How do I maintain sprint discipline when everything feels urgent?

Urgency is often a function of poor planning, not genuine emergency. Build sprint reviews into your calendar before the quarter starts. Treat them as immovable commitments. When "urgent" requests arrive, ask: "Is this more important than what we committed to in the sprint?" Sometimes the answer is yes—that's why you build pivot points. Usually the answer is no—that's why you need the discipline to hold the line.


Additional Resources

Execution-First Marketing Fundamentals

Planning and Strategy Frameworks

Content and Campaign Execution

Team Building and Talent

Marketing Plays for Sprint Execution

Last updated: December 2025

TL;DR

📊 The Problem: 67% of marketing strategies fail due to poor execution, not poor planning. Annual plans are obsolete before Q1 ends.
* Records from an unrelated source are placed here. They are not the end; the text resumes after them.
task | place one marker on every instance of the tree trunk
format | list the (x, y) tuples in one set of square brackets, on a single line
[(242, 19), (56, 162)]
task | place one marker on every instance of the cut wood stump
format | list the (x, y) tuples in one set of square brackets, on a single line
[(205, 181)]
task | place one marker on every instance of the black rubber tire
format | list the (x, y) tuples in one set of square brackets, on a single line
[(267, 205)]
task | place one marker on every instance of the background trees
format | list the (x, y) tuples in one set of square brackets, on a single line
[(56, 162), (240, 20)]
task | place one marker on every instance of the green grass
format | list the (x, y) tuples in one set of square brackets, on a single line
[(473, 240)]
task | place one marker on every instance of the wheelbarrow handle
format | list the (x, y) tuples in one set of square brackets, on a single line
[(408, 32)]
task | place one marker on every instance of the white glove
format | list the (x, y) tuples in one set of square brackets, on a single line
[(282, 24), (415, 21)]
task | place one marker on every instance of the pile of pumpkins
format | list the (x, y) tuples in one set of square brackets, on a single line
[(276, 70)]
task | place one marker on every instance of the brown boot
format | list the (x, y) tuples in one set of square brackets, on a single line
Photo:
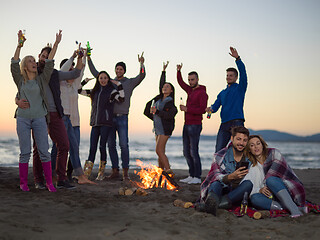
[(102, 166), (114, 175), (125, 174)]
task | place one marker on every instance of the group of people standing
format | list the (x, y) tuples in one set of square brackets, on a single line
[(47, 102)]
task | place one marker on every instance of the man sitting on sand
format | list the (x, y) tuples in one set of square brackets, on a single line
[(222, 188)]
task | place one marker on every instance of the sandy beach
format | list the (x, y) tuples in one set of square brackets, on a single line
[(99, 212)]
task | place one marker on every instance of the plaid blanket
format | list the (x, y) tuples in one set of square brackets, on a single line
[(276, 166), (216, 173), (236, 210)]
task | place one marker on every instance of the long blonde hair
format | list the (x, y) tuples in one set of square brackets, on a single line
[(23, 67), (251, 157)]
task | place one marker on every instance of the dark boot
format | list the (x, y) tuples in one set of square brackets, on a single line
[(114, 175), (125, 174), (87, 169), (212, 203), (225, 202), (102, 166), (275, 206), (48, 175)]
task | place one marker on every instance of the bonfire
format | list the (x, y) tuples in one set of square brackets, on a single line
[(154, 177)]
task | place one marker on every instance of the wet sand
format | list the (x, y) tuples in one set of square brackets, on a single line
[(99, 212)]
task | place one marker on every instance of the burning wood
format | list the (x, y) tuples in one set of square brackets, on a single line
[(180, 203), (151, 176), (130, 191)]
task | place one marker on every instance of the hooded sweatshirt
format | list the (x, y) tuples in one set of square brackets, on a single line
[(196, 102)]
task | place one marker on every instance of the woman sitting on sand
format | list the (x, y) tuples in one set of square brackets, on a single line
[(161, 110), (102, 97), (273, 180), (31, 87)]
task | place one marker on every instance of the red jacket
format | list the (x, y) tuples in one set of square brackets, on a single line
[(196, 102)]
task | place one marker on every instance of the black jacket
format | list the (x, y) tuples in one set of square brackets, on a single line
[(102, 107), (167, 114)]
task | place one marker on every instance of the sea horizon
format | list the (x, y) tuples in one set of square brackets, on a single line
[(299, 155)]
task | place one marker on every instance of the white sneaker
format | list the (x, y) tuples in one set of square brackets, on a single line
[(195, 181), (186, 180)]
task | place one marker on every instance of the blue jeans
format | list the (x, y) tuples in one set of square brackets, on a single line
[(120, 125), (260, 201), (74, 148), (224, 133), (191, 137), (76, 131), (101, 132), (40, 131), (234, 195)]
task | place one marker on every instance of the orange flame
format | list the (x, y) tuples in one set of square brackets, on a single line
[(151, 176)]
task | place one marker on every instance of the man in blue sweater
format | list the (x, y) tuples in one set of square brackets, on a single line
[(231, 99)]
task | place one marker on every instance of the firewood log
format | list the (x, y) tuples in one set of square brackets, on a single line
[(141, 192), (261, 214), (180, 203)]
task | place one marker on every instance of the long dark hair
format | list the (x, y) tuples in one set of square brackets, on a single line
[(98, 85), (251, 157)]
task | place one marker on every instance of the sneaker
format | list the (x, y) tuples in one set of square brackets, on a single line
[(186, 180), (40, 185), (195, 181), (65, 184)]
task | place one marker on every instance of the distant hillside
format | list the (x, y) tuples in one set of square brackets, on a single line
[(276, 136), (270, 135)]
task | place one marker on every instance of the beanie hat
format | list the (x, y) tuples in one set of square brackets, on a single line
[(123, 65)]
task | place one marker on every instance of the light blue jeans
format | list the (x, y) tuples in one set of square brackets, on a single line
[(260, 201), (74, 139), (120, 125), (234, 195), (40, 132), (191, 137)]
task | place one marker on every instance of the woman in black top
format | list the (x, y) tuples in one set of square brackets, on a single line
[(161, 110)]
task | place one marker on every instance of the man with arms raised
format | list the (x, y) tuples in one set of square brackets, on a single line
[(120, 120), (195, 107), (231, 99), (222, 188)]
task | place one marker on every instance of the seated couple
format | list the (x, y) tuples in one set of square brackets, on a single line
[(270, 181)]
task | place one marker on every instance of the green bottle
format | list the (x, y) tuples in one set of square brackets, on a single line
[(88, 49)]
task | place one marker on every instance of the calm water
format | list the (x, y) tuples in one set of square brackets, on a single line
[(299, 155)]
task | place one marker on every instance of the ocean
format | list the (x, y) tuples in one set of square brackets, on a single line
[(299, 155)]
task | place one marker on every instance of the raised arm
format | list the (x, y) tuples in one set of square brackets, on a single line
[(55, 45), (92, 68), (15, 67), (163, 76), (214, 107), (182, 84), (138, 79), (21, 40), (243, 81), (67, 65)]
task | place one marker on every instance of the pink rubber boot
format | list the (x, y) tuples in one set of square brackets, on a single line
[(23, 172), (47, 170)]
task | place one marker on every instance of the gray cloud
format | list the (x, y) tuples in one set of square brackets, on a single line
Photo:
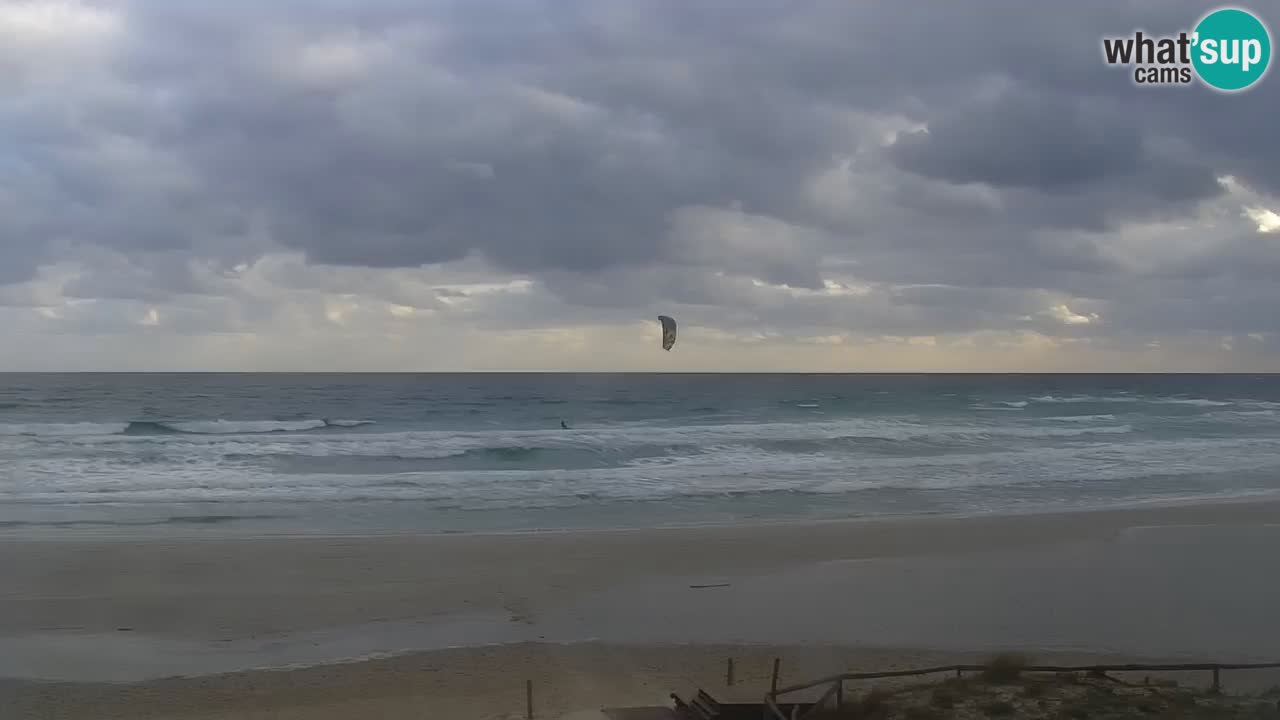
[(632, 155)]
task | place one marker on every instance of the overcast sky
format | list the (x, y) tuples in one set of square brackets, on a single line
[(451, 185)]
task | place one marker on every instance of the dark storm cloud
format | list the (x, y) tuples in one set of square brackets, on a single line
[(627, 151)]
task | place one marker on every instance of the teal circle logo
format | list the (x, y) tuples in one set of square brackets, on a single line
[(1232, 49)]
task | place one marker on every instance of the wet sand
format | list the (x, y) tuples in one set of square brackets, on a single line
[(594, 618)]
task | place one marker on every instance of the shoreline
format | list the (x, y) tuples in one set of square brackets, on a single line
[(1252, 499), (173, 618)]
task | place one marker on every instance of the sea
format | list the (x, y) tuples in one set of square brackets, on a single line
[(384, 454)]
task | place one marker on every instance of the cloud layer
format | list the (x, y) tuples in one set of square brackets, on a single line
[(519, 185)]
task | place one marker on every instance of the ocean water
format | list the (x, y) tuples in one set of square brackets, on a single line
[(293, 454)]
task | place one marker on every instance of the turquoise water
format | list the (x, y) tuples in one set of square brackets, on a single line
[(458, 452)]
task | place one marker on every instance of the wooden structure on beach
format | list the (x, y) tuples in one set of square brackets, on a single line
[(775, 709)]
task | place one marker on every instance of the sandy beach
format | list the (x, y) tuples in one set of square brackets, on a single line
[(393, 625)]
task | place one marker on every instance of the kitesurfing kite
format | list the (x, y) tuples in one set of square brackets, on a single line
[(668, 332)]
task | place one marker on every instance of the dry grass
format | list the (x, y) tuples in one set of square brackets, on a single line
[(1006, 691)]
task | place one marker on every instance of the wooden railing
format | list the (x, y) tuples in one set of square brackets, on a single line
[(837, 682)]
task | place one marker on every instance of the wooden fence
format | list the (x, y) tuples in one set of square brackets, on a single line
[(836, 689)]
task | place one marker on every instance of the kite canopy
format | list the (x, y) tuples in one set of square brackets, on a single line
[(668, 332)]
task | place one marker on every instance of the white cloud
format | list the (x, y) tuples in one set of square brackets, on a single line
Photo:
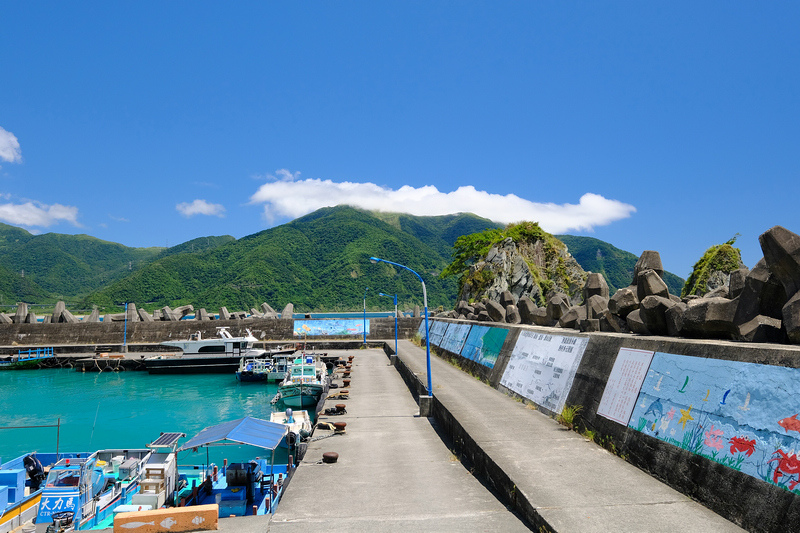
[(200, 207), (9, 147), (288, 196), (37, 214)]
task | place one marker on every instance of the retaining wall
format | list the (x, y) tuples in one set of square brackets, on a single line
[(716, 432)]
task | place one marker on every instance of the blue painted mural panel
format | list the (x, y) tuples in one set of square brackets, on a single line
[(741, 415), (438, 329), (455, 337), (483, 344), (329, 327)]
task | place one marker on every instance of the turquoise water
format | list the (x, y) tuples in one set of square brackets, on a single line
[(118, 410)]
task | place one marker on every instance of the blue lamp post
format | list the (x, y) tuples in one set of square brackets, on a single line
[(395, 319), (365, 315), (425, 302)]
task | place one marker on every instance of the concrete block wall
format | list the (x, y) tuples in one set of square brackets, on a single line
[(748, 501), (114, 333)]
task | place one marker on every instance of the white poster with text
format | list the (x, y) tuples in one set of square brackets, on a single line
[(624, 384), (543, 366)]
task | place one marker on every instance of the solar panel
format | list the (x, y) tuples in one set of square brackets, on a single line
[(166, 440)]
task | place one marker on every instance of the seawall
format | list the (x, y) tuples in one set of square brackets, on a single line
[(114, 335), (725, 445)]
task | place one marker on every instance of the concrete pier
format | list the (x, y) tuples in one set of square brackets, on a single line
[(395, 473)]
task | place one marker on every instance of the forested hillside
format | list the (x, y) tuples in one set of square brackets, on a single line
[(317, 262)]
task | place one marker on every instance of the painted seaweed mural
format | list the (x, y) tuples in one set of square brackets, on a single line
[(741, 415)]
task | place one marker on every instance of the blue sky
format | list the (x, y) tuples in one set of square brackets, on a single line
[(653, 126)]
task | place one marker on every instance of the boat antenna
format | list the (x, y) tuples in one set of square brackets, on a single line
[(95, 423)]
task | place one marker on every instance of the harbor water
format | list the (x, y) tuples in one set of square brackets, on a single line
[(119, 409)]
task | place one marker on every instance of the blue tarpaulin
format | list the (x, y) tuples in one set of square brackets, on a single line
[(248, 430)]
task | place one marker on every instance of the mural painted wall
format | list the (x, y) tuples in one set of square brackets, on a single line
[(542, 367), (483, 344), (741, 415), (437, 330), (329, 327), (455, 337)]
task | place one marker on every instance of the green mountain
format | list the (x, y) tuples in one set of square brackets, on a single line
[(57, 266), (317, 262), (616, 265)]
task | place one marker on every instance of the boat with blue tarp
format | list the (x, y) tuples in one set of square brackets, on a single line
[(26, 359), (244, 488)]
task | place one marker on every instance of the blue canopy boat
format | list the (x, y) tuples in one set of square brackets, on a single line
[(240, 488)]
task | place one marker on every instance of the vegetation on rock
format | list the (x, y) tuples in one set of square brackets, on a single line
[(614, 264), (543, 254), (719, 258)]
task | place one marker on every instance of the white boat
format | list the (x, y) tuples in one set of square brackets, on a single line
[(223, 344), (305, 383), (254, 369), (280, 366), (219, 354), (298, 422)]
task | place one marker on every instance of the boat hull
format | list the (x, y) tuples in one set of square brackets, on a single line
[(302, 396), (251, 377), (223, 364)]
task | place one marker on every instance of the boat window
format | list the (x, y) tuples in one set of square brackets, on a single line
[(63, 478), (211, 349)]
🎯 Month 1 (Foundation): Brutal audit of 2025, define real constraints, develop testable hypotheses, capture quick wins.

Month 2 (Execution): 50-30-20 allocation (protect base, double winners, experiment ruthlessly), weekly sprint cycles, AI-accelerated execution.

📈 Month 3 (Optimization): Mid-flight analysis, decisive scaling/cutting, Q2 setup.

🔧 Key Rituals: Daily standups (15 min), weekly reviews, monthly retrospectives.

🚀 Execution Stack: Marketing-trained AI (like Averi) for velocity + on-demand experts for specialized capability gaps.